Forget the middle one-that dog has had it's belly feathering cut, or it is a very young dog whose feathering has not come it yet.


----------



## Goldens&Friesians (May 31, 2014)

Hi, I'm a groomer and if you showed me those pic I would be assuming you wanted breed standard (feet and ears trimmed, tail & hocks shaped, etc). I would definitely NOT use the term "cut" or "haircut" when you talk to your groomer-many groomers would do just that-either trim or shave ALL the coat! Be specific about where you want hair trimmed (i.e. feet, ears). Make sure they know you DO NOT want any length taken off the body. But if your groomer is a good one, and familiar with breed standard, those photos should be perfect-especially the one on the far right!


----------



## Megora (Jun 7, 2010)

If showing your dog.... go to people who show golden retrievers in AKC (not UKC or anything else). They will know what to groom how and why (goldens are not all cookie cutter types). So check with other show people (if you are part of the local club, check there first). They will know what needs to be groomed with your dog in order to compete.

No pet groomers - UNLESS they also show golden retrievers in AKC.


----------



## Goldens&Friesians (May 31, 2014)

Megora said:


> No pet groomers - UNLESS they also show golden retrievers in AKC.


Yes, I totally agree with this! I am a pet groomer, and even though I feel like I do a pretty decent job getting my goldens to look like show goldens, I've still never actually been taught how to groom a golden for conformation. I would LOVE to learn though! Just don't have any show people nearby that I know of. 

This is my girl, April, a few days after being groomed-she's not freshly brushed out, but it gives you an idea of how I do goldens. You can tell its not quite show golden, but its the best I can do at trying to get them to look like a show golden! But this is why Megora is right about getting a golden person to groom for shows!

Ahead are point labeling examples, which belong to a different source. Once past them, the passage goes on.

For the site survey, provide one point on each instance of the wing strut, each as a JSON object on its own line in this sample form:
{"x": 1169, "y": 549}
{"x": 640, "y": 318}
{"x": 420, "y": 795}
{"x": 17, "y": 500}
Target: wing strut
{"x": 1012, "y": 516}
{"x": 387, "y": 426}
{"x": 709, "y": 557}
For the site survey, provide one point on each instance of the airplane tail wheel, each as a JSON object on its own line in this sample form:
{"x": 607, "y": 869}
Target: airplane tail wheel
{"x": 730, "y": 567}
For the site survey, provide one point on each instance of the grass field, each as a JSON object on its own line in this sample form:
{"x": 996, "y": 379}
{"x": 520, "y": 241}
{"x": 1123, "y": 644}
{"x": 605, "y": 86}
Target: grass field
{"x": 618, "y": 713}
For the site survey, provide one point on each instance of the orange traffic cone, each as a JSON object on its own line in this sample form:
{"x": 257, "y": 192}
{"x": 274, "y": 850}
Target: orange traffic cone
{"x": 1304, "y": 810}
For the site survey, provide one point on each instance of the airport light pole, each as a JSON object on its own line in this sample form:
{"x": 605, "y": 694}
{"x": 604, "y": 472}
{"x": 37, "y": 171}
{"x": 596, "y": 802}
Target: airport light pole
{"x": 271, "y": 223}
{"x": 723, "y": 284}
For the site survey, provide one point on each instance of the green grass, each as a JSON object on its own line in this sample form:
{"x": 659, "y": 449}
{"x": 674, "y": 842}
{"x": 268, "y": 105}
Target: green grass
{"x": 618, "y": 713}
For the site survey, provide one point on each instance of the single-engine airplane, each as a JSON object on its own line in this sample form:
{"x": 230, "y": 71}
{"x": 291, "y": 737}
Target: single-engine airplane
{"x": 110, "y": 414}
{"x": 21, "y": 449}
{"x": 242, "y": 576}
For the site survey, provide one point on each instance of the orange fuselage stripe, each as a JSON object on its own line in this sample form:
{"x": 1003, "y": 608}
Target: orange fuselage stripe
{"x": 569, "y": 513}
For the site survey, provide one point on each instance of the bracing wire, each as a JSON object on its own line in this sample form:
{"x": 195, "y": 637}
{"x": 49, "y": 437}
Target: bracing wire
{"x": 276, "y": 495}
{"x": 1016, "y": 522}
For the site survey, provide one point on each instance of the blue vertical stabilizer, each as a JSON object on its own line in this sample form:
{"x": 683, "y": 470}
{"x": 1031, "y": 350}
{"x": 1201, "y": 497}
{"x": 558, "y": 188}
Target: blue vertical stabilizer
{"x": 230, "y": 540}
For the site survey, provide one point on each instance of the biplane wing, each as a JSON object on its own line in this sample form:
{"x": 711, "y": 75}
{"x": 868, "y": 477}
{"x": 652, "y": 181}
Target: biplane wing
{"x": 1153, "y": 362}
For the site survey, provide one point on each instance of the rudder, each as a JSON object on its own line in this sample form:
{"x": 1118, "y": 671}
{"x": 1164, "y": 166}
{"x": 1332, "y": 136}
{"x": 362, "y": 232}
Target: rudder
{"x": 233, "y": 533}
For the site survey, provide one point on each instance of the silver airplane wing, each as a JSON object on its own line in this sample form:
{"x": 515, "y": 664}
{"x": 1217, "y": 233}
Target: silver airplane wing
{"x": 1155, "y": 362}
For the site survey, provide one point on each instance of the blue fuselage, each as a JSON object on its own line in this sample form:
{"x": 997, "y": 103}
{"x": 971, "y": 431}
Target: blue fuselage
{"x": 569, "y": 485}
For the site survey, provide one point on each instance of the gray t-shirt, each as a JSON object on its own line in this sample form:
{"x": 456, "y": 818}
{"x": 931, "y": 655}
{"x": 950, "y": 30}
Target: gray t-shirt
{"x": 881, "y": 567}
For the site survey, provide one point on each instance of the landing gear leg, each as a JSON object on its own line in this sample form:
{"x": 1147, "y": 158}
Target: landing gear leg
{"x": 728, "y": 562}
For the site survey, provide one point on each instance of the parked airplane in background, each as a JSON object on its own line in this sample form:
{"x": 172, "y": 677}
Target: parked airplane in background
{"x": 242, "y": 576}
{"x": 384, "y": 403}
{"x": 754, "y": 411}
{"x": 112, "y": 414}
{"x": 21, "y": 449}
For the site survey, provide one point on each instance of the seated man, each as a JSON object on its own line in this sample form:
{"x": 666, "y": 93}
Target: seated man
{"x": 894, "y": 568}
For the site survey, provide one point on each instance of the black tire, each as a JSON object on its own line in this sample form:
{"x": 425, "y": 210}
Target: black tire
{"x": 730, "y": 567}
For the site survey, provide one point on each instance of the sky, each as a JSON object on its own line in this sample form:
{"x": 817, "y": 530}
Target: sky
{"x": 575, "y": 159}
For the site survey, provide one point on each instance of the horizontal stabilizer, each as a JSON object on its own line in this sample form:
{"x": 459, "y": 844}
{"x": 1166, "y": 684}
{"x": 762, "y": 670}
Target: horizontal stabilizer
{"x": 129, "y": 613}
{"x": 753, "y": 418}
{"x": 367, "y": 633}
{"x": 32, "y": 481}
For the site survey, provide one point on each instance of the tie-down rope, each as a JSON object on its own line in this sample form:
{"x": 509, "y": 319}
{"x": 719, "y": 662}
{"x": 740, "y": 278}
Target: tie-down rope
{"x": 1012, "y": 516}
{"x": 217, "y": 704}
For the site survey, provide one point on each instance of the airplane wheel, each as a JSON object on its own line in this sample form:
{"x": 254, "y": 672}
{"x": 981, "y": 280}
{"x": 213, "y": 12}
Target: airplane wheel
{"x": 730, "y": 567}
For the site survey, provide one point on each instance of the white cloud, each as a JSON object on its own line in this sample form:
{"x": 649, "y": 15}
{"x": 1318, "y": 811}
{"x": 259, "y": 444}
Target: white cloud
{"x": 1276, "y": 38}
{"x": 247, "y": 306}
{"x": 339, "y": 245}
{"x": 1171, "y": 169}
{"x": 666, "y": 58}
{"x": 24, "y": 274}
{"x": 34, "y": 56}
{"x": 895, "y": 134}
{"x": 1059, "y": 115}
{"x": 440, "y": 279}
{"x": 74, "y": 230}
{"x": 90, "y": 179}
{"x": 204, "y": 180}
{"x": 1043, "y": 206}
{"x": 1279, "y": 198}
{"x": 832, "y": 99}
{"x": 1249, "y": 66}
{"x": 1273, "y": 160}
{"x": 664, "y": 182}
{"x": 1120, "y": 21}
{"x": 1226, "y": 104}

http://www.goldenretrieverforum.com...-s-april-love-cd-aka-april-picture65930-a.jpg


----------



## CarolinaCasey (Jun 1, 2007)

Contact your local club and first, join but also ask who in the club grooms AND shows. Bath and blow drys can be done at home and you'll want to slowly acquire some basic supplies like a table, dryer, grooming arm, comb, thinning shears and scissors.


----------